The ideal suture for use within the urinary tract should maintain its tensile strength until wound repair is satisfactory and then it should undergo rapid total absorption without promoting stone formation. The bladder has a great potential for repair, attaining 100 per cent of the strength of the unwounded tissue in 14 to 21 days. Braided synthetic absorbable sutures appear to be suited ideally for closure of incised wounds of a urinary conduit. They maintain their tensile strength for approximately 21 days, during which time the healing tissues regain strength rapidly. Because sutures are foreign bodies and have access to urine, they may serve as a nidus for stone formation. Several factors that have been identified as important determinants of foreign body urolithiasis include the presence of urine, urine volume and pH, infection, physical and chemical configuration of the foreign body, and animal species. The incidence of suture urolithiasis is related directly to the duration in which the sutures are present in the urinary tract. Consequently, absorbable sutures are preferred over nonabsorbable sutures for closure of wounds of the urinary conduit. In the absence of infection braided synthetic absorbable sutures have distinct advantages over gut sutures for closure of urinary tract wounds.
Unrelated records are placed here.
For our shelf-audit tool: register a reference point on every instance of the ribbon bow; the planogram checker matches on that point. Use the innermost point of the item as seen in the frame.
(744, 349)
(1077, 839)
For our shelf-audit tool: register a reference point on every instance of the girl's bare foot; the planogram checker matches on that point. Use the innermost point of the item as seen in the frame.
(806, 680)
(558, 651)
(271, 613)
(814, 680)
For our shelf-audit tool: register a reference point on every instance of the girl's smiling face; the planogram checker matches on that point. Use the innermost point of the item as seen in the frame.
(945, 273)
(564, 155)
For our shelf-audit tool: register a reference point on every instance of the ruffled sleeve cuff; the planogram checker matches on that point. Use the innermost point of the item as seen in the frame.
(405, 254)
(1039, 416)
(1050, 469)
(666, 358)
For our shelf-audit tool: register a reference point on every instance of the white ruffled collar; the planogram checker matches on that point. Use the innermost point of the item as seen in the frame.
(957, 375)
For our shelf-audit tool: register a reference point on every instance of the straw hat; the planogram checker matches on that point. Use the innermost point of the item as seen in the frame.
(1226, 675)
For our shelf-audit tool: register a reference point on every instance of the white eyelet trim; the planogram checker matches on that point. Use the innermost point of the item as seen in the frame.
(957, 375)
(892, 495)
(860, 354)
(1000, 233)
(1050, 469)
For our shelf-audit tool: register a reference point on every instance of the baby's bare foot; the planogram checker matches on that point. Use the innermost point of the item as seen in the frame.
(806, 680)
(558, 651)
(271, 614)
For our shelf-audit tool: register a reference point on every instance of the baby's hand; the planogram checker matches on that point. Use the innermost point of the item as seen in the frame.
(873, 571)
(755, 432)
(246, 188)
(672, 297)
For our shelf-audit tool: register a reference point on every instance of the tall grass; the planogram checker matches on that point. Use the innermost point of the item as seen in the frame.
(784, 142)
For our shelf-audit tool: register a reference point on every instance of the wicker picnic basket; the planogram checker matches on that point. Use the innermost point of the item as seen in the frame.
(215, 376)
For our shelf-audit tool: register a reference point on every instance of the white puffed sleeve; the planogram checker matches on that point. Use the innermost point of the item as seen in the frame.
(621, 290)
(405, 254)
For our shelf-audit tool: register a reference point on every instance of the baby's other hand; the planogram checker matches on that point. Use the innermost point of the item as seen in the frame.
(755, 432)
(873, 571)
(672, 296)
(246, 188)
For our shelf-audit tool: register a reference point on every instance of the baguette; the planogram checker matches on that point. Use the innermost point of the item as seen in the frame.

They are absorbed by nonenzymatic hydrolysis in a predictable manner with limited inflammatory response. In contrast, gut sutures have an unpredictable absorption rate by enzymatic degradation and elicit an exaggerated inflammatory response. Because infected urine, especially Proteus species, accelerates the degradation of absorbable synthetic sutures to a greater degree than gut sutures, wound closure in the presence of infection should be accomplished with the absorbable natural fiber suture. Nonabsorbable sutures or staples should not be used in the urinary tract because they predictably promote urolithiasis.

摘要

用于泌尿道的理想缝线应在伤口修复令人满意之前保持其拉伸强度,然后应迅速完全吸收,且不会促进结石形成。膀胱具有很强的修复潜力,在14至21天内可达到未受伤组织强度的100%。编织合成可吸收缝线似乎非常适合用于闭合尿路造口的切开伤口。它们可保持拉伸强度约21天,在此期间愈合组织会迅速恢复强度。由于缝线是异物且接触尿液,它们可能成为结石形成的病灶。已被确定为异物性尿路结石重要决定因素的几个因素包括尿液的存在、尿量和pH值、感染、异物的物理和化学结构以及动物种类。缝线性尿路结石的发生率与缝线在泌尿道中的存在时间直接相关。因此,对于闭合尿路造口的伤口,可吸收缝线比不可吸收缝线更受青睐。在没有感染的情况下,编织合成可吸收缝线在闭合尿路伤口方面比肠线有明显优势。它们通过非酶水解以可预测的方式被吸收,炎症反应有限。相比之下,肠线通过酶降解的吸收速度不可预测,并引发过度的炎症反应。由于感染的尿液,尤其是变形杆菌属,比肠线更能加速可吸收合成缝线的降解,因此在有感染的情况下伤口闭合应使用可吸收天然纤维缝线。不可吸收缝线或吻合钉不应在泌尿道中使用,因为它们可预见地会促进尿路结石形成。